Yvonne Boughter, who settled another lawsuit against the hotel operator in late March, filed the new action in U.S. District Court in Baltimore on Friday — one day before the third anniversary of the deaths.
According to the complaint, the Boughters, of Lebanon, Pa., were staying at the Days Inn Hotel on the Boardwalk when they fell ill. Yvonne Boughter placed a 911 call from her cell phone around 9:43 a.m. on June 27, 2006, and told the dispatcher her family had been ill all night, her husband was having trouble breathing, speaking and vomiting, and her daughter was vomiting.
She gave the dispatcher her room number and confirmed it later in the conversation, and also provided her cell phone number before lapsing back into unconsciousness, the suit says.
She came to a little before 2 p.m. and called 911 again.

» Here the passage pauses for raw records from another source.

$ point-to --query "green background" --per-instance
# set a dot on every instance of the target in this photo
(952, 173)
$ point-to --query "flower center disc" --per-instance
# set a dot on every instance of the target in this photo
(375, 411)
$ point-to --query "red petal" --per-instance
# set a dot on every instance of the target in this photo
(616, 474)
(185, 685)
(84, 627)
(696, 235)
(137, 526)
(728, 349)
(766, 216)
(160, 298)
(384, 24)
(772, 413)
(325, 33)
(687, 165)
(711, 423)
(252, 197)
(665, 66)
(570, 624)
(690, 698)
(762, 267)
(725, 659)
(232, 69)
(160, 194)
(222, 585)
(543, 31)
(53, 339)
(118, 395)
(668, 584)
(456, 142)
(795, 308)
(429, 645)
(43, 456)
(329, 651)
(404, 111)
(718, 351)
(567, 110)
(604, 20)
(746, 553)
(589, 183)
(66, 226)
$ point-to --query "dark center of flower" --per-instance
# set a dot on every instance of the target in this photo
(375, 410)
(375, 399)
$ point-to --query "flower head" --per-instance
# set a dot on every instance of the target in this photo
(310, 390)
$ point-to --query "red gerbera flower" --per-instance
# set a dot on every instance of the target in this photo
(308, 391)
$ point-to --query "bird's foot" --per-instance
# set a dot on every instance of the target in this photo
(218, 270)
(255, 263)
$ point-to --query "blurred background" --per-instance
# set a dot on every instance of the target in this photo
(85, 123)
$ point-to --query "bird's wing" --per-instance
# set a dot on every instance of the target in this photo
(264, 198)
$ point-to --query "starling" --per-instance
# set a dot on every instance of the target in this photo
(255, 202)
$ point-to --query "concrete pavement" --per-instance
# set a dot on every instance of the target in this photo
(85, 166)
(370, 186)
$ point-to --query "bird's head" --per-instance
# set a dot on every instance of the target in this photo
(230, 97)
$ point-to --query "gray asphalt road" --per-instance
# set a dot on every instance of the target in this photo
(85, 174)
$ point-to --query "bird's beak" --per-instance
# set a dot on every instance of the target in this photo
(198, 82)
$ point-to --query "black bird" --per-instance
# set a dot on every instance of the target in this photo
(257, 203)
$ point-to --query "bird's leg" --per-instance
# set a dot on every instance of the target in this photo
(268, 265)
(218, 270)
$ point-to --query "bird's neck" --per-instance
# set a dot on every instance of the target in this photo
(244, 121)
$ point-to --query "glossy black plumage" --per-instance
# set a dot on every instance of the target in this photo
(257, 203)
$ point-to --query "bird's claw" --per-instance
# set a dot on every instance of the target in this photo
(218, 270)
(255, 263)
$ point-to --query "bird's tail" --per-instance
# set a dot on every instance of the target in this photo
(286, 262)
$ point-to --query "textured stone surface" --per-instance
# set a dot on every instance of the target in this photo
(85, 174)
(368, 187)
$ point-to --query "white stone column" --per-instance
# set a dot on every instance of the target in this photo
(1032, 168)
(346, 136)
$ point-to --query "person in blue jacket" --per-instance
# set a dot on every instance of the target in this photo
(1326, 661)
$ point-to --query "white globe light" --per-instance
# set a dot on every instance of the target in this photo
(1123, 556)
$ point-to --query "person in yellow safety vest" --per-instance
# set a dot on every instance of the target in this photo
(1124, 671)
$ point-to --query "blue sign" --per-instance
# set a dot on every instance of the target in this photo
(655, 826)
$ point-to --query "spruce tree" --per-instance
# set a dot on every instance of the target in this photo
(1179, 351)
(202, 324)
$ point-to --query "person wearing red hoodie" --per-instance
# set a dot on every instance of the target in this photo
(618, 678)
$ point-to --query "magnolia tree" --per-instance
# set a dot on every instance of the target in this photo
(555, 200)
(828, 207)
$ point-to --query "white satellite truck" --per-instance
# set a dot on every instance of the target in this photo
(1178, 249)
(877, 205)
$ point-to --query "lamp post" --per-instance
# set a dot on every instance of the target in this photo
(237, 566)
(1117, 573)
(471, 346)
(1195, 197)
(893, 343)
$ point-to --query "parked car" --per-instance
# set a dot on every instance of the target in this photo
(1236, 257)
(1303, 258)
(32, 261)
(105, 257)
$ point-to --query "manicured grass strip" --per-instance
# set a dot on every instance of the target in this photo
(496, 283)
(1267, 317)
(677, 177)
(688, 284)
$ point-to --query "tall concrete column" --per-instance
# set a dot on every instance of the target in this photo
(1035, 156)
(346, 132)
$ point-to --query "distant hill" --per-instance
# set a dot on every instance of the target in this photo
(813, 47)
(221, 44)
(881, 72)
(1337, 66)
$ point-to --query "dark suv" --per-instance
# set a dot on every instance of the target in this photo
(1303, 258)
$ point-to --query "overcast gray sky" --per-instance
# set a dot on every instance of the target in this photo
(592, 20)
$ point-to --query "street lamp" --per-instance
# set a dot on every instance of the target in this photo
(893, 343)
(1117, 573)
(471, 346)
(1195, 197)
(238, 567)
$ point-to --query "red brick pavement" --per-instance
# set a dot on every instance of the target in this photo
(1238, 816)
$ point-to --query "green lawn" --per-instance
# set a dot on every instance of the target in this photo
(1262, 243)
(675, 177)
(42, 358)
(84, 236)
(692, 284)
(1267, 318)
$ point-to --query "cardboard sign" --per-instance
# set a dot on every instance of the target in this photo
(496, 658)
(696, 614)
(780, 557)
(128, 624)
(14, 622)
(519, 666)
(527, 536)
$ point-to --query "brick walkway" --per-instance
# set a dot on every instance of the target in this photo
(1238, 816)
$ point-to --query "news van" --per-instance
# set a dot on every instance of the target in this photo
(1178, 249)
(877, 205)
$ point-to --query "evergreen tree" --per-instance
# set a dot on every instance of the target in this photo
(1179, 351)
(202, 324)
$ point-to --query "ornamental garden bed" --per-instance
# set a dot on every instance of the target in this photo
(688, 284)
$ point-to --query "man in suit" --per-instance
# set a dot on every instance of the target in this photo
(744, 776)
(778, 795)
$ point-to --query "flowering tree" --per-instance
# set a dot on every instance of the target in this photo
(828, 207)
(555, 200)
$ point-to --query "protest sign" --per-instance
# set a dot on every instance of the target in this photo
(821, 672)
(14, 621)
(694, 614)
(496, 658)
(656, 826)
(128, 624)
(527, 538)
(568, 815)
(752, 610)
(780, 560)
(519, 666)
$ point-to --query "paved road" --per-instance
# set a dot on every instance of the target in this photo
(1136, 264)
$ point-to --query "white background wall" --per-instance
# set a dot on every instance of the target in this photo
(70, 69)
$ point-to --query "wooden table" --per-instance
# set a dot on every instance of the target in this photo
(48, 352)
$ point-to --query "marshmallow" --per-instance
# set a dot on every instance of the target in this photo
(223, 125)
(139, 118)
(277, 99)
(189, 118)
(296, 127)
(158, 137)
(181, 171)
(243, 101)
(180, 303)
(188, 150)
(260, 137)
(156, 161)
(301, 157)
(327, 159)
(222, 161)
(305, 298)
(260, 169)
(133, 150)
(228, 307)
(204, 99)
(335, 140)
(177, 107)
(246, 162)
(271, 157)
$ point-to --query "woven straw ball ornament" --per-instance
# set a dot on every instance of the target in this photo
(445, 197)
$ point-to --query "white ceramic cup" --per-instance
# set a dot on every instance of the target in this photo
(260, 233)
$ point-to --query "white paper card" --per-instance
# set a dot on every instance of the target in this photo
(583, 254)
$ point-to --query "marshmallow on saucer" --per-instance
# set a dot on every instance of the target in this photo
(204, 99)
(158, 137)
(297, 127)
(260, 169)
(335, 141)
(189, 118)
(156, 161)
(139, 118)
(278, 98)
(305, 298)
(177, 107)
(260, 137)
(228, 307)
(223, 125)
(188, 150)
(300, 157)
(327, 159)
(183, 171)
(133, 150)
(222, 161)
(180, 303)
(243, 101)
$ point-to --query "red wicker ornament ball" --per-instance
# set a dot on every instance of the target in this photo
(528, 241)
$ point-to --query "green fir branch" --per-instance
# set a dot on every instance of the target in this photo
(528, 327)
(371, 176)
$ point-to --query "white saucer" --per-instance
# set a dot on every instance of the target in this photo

"Yeah … um … I called you earlier and nobody came yet," she told the dispatcher, according to the complaint. "My husband has passed away, my daughter looks like she passed away also. She's mottled and cold to the touch."
The EMS team arrived about 2:02 p.m., and found Patrick J. Boughter, 40, and Kelly M. Boughter, 10, dead from carbon monoxide poisoning.
The Boughters' younger daughter, Morgan, survived.
Ocean City emergency officials found no wrongdoing by the EMS responders, who may have confused Boughter's first call with that of another family staying in adjacent rooms.
In addition to the town of Ocean City, the lawsuit names Brooks Morris of Delmar and Bryon Trimble of Berlin, Md., as defendants.
Morris and Trimble are allegedly the EMS employees who were dispatched when Yvonne Boughter called 911 the first time, who never went to the Boughters' room.
Boughter seeks actual and punitive damages on behalf of herself and her husband's and daughter's estates.
They are represented by Steven A. Allen of Hodes, Pessin & Katz in Towson and Dean F. Piermattei of Rhoads & Simon in Harrisburg, Pa.
City Solicitor Guy R. Ayres III did not return a call for comment.